Here is an example of using xarray to combine these files but my kernel keeps dying when I do ds.to_netcdf() :(

Hope this is a good example for sparse arrays!

rth commented 6 years ago

do you have an application that we could use to drive this?

Other examples where labeled sparse arrays would be useful are,

rabernat commented 6 years ago

Sparse Xarray DataArrays would be useful for the linear regridding operations discussed in JiaweiZhuang/xESMF#3.

lbybee commented 6 years ago

I'm interested to see if there have been any developments on this. I currently have an application where I'm working with multiple dask arrays, some of which are sparse (text data). It'd be worth my time to move my project to xarray, so I'm be interested in contributing something here if there is a need.
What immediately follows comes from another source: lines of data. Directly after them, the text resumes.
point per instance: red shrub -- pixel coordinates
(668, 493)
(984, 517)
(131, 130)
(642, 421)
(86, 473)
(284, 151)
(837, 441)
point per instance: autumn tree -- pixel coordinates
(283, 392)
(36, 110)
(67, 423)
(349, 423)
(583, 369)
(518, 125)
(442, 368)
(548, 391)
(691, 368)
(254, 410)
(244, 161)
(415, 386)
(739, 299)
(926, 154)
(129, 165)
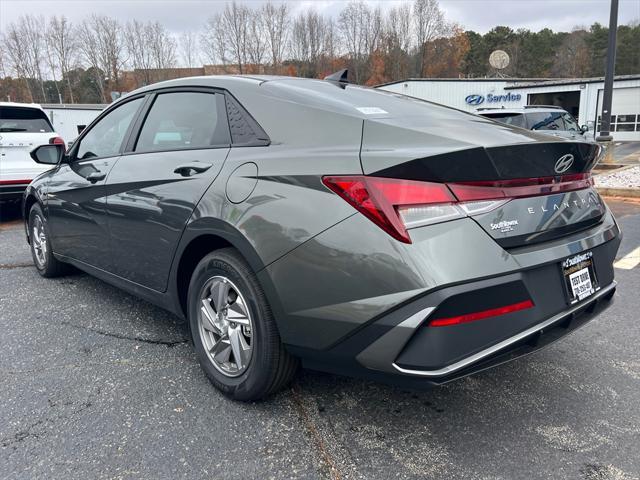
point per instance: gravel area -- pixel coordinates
(627, 178)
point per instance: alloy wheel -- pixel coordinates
(39, 241)
(225, 326)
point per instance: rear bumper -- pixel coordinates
(400, 347)
(522, 343)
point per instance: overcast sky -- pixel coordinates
(478, 15)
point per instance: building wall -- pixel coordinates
(454, 93)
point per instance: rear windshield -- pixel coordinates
(515, 119)
(20, 119)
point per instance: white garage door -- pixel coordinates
(625, 113)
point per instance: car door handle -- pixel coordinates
(96, 176)
(195, 167)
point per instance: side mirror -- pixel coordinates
(48, 154)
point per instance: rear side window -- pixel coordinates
(182, 120)
(20, 119)
(546, 121)
(515, 119)
(570, 123)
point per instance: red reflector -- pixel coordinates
(520, 187)
(472, 317)
(378, 198)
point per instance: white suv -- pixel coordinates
(23, 127)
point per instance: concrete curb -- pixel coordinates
(619, 192)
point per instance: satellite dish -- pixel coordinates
(499, 59)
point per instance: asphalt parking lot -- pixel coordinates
(98, 384)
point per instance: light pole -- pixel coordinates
(605, 128)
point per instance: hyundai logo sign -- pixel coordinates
(476, 99)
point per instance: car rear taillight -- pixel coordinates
(394, 205)
(472, 317)
(397, 205)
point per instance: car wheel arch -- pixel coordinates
(29, 202)
(200, 239)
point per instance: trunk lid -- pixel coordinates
(474, 149)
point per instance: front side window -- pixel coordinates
(570, 123)
(105, 137)
(182, 120)
(546, 121)
(20, 119)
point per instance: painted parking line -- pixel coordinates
(629, 261)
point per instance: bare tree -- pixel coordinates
(63, 46)
(309, 40)
(161, 45)
(276, 24)
(429, 24)
(139, 55)
(256, 39)
(33, 27)
(103, 48)
(235, 27)
(14, 40)
(213, 41)
(354, 21)
(188, 48)
(398, 39)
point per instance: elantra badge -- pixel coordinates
(504, 226)
(564, 163)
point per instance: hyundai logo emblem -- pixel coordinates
(564, 163)
(474, 99)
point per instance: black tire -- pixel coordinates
(47, 265)
(270, 367)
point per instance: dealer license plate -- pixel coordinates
(580, 277)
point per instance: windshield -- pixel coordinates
(546, 121)
(515, 119)
(21, 119)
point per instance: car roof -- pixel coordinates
(20, 105)
(482, 111)
(347, 99)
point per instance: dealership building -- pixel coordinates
(580, 97)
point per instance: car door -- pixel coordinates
(180, 147)
(76, 199)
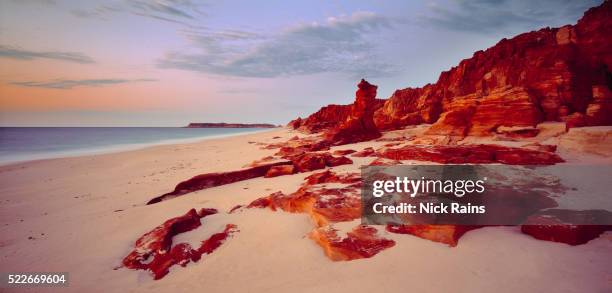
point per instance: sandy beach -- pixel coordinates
(82, 215)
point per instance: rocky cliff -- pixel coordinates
(553, 74)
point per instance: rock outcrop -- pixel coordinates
(361, 242)
(359, 125)
(154, 250)
(553, 74)
(560, 225)
(471, 154)
(209, 180)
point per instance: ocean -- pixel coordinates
(19, 144)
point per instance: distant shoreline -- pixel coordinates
(230, 125)
(115, 148)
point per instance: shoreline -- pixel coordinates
(83, 215)
(119, 148)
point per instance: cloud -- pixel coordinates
(176, 11)
(494, 16)
(21, 54)
(340, 44)
(70, 83)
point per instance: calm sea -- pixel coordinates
(33, 143)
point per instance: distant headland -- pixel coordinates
(230, 125)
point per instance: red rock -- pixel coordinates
(396, 139)
(329, 176)
(216, 179)
(447, 234)
(362, 242)
(574, 120)
(296, 123)
(260, 162)
(337, 161)
(326, 118)
(235, 208)
(183, 253)
(324, 205)
(280, 171)
(543, 75)
(314, 161)
(364, 153)
(476, 154)
(385, 162)
(564, 225)
(310, 161)
(359, 125)
(343, 152)
(154, 251)
(408, 107)
(518, 132)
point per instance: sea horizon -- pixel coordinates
(20, 144)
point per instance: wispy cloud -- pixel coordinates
(176, 11)
(71, 83)
(493, 16)
(22, 54)
(340, 44)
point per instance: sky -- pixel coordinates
(168, 63)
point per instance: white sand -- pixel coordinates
(73, 202)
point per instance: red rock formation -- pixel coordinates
(447, 234)
(295, 123)
(359, 125)
(564, 225)
(280, 171)
(326, 118)
(477, 154)
(314, 161)
(552, 74)
(369, 151)
(385, 162)
(324, 205)
(183, 253)
(216, 179)
(329, 176)
(362, 242)
(154, 251)
(343, 152)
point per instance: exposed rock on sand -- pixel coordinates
(154, 250)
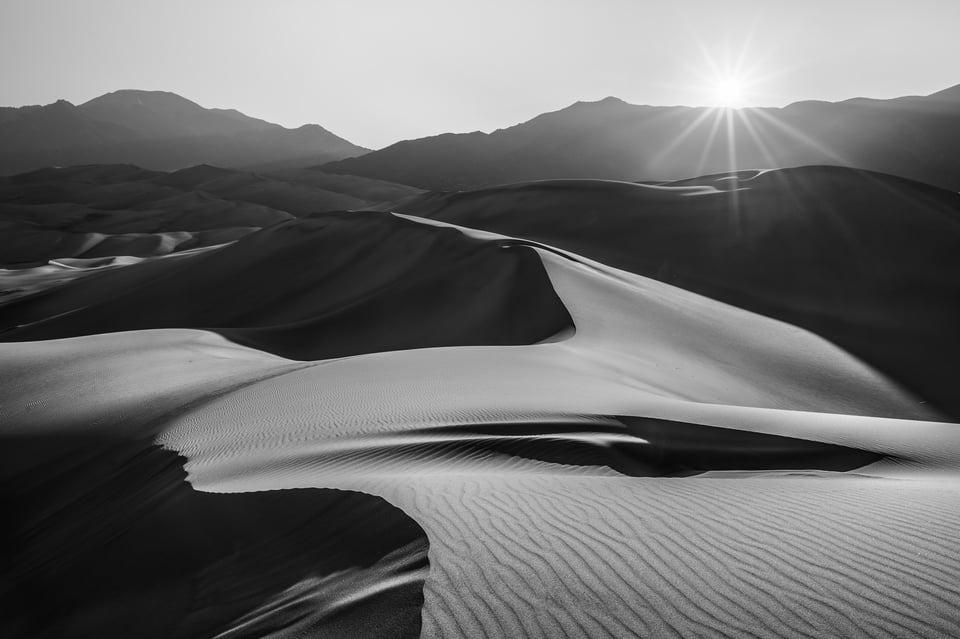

Hoeze commented 6 years ago

I'd know a project which could make perfect use of xarray, if it would support sparse tensors: https://github.com/theislab/anndata

Currently I have to work with both xarray and anndata to store counts in sparse arrays separate from other depending data which is a little bit annoying :)

shoyer commented 6 years ago

See also: https://github.com/pydata/xarray/issues/1938

The major challenge now is the dispatching mechanism, which hopefully http://www.numpy.org/neps/nep-0018-array-function-protocol.html will solve.

Hoeze commented 6 years ago

Would it be an option to use dask's sparse support? http://dask.pydata.org/en/latest/array-sparse.html This way xarray could let dask do the main work.

Currently I load everything into a dask array by hand and pass this dask array to xarray. This works pretty good.

Hoeze commented 6 years ago

How should these sparse arrays get stored in NetCDF4? I know that NetCDF4 has some conventions how to store sparse data, but do we have to implement our own conversion mechanisms for each sparse type?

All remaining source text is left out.